All Possible Symmetries of theSMatrix

Abstract

We prove a new theorem on the impossibility of combining space-time and internal symmetries in any but a trivial way. The theorem is an improvement on known results in that it is applicable to infinite-parameter groups, instead of just to Lie groups. This improvement is gained by using information about the $S$ matrix; previous investigations used only information about the single-particle spectrum. We define a symmetry group of the $S$ matrix as a group of unitary operators which turn one-particle states into one-particle states, transform many-particle states as if they were tensor products, and commute with the $S$ matrix.
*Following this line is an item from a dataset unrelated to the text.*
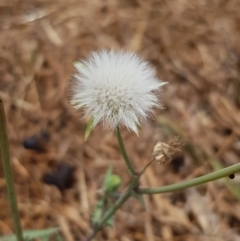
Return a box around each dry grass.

Let $G$ be a connected symmetry group of the $S$ matrix, and let the following five conditions hold: (1) $G$ contains a subgroup locally isomorphic to the Poincaré group. (2) For any $M>\mathrm{}0\mathrm{}$, there are only a finite number of one-particle states with mass less than $M$. (3) Elastic scattering amplitudes are analytic functions of $s$ and $t$, in some neighborhood of the physical region. (4) The $S$ matrix is nontrivial in the sense that any two one-particle momentum eigenstates scatter (into something), except perhaps at isolated values of $s$. (5) The generators of $G$, written as integral operators in momentum space, have distributions for their kernels. Then, we show that $G$ is necessarily locally isomorphic to the direct product of an internal symmetry group and the Poincaré group.